I’m not saying it’s on the same level, but it reminded me of seeing SCREAM for the first time – throwing you without much setup into this extremely tense suspense set piece with a woman, alone at night, afraid of a man who might be out in the dark somewhere, but we don’t know where. And I like how it treats this sleek mansion with the giant windows and the amazing view – which must be a hell of a place to live in – into the scary place, the haunted house. That’s how she treats it when she later has to return there.

Once she gets away she hides out at the home of her cop friend James (Aldis Hodge, one of Zeus’s nephews in DIE HARD WITH A VENGEANCE) and his teenage daughter Sydney (Storm Reid, A WRINKLE IN TIME). Whannell and the outstanding Moss take time to really show how traumatized Cecilia is from all this, as well as the support she receives from this family and the sense of humor they have with each other. It seems like she can stop being so scared and start healing when she’s told that Adrian committed suicide and left all his money to her.

We know better, though, because

1) during her escape she walked through his lab, we know he was working on something
2) also we know we are watching a movie called THE INVISIBLE MAN
3) furthermore, we saw the trailer

so of course weird shit starts happening, things we see that she doesn’t (a knife floating off a table, the oven burner turning up on its own), her hearing things, sensing a presence. He’s still controlling her, scaring her, stalking her, only she can’t see him. So she practically sees him everywhere. He torments her in increasingly cruel and devious ways, setting her up to look crazy as she tries to convince her family and the authorities that, you know, her famous dead ex-boyfriend is alive and figured out how to be invisible. I noticed that a bunch of the scary things he does in the trailer are not in the movie, but that’s okay, he’s bad enough.

Of course we can understand why everybody looks at her weird and thinks she’s lost it, just based on the outlandish things she’s telling them are going on, but also Moss is extremely convincing as a woman who has been through far too much – the red eyes, the slight shakes, the bitter smile as she explains the terrible truth, clearly not in a good place mentally. You feel so bad for her.

It’s an extreme and powerful version of the “nobody believes you, I guess you’re on your own” type of horror story, with extra uneasiness added by our knowledge that the fear of not being believed is a big part of why some women never tell anybody about being abused.
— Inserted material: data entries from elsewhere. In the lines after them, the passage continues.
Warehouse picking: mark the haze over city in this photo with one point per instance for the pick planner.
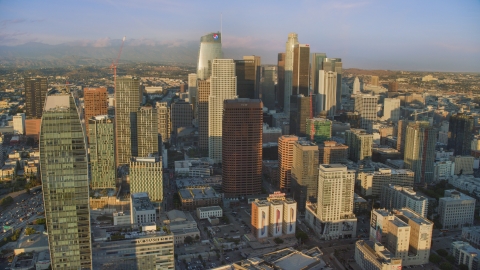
(406, 35)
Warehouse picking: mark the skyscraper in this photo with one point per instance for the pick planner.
(64, 168)
(301, 70)
(223, 85)
(127, 101)
(290, 46)
(35, 93)
(420, 151)
(242, 147)
(102, 152)
(461, 129)
(95, 101)
(210, 49)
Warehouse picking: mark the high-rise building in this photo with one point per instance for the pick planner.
(102, 152)
(95, 101)
(223, 85)
(163, 122)
(331, 152)
(127, 101)
(285, 160)
(327, 92)
(322, 129)
(35, 92)
(304, 172)
(290, 46)
(64, 168)
(267, 86)
(359, 144)
(420, 142)
(301, 70)
(316, 66)
(391, 109)
(146, 176)
(210, 49)
(299, 113)
(366, 105)
(242, 147)
(203, 94)
(461, 129)
(280, 97)
(181, 115)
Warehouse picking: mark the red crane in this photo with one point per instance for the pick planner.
(114, 66)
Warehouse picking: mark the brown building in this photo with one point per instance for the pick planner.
(301, 69)
(331, 152)
(242, 147)
(203, 92)
(96, 103)
(35, 92)
(285, 160)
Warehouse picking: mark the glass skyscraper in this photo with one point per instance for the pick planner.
(64, 168)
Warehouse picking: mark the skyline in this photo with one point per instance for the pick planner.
(429, 36)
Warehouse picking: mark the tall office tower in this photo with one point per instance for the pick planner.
(203, 94)
(322, 129)
(242, 147)
(210, 49)
(181, 115)
(396, 197)
(223, 85)
(391, 109)
(146, 176)
(35, 93)
(327, 92)
(102, 152)
(95, 101)
(316, 66)
(304, 172)
(461, 129)
(280, 97)
(301, 70)
(331, 152)
(127, 100)
(192, 93)
(299, 113)
(335, 65)
(356, 86)
(64, 168)
(163, 122)
(258, 72)
(267, 87)
(359, 144)
(285, 160)
(290, 46)
(366, 105)
(147, 132)
(420, 142)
I don’t say this about many movies, but I think it’s genuinely pretty scary, between its well-crafted paranoia of the unseen and the villain’s unending penchant for cruel manipulation, which leads to some shocking oh shit moments. It might be too much for some people who have been through a non-sci-fi/horror version of something like that.
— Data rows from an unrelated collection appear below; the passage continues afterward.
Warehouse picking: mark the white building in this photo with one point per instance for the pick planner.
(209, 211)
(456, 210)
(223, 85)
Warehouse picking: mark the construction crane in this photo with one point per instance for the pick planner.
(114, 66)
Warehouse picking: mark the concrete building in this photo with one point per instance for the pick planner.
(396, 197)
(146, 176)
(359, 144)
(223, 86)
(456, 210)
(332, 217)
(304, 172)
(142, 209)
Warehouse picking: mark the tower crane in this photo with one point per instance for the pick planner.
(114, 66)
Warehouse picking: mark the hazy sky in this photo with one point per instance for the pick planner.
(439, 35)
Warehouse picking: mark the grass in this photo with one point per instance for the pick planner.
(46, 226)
But of course she’s gonna be an inspirational figure, she’s not gonna crumble, she’s gonna devise a way to stand up, to fight back, to get this invisible bastard, wherever he is. And there are some action scenes. Like UPGRADE, they’re done with very smart, controlled camerawork, including long takes and stylized moves following falling bodies. There are a bunch of scenes where people get hit or shot by this invisible individual, getting knocked over, flipped, thrown, bloodied. It’s a style similar to UPGRADE’s “guy’s body is being run by a computer so he has no control as it does a bunch of crazy fight moves” (though not always quite as convincing in my opinion, but that’s okay), and it has the same choreographer, Chris Weir.
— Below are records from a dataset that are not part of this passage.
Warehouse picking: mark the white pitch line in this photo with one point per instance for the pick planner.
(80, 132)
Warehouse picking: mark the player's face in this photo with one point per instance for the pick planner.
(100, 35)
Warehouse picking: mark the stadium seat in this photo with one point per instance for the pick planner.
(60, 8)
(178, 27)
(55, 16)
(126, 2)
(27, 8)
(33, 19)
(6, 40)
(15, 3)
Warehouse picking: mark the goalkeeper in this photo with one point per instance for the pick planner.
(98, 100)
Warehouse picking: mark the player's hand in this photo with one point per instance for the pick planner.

I like James Whales’ 1933 INVISIBLE MAN, based more directly on the H.G. Wells story. It has the most modern pace of the classic Universal monster movies, the highest body count, and the most psychotic villain. I haven’t seen it in a while, but I believe this is a remake more in the tradition of THE FLY, taking the title and the basic premise and completely reworking it. I mean, the original Invisible Man was the main character, we saw his research, he wore bandages and a bathrobe so as to be visible. This is not that at all. It’s also not a remake of THE HOLLOW MAN, for the same reasons. Maybe HOLLOW MAN 2, I suppose – all I remember about that is Christian Slater, fake Seatle, and that I reviewed it for Ain’t It Cool.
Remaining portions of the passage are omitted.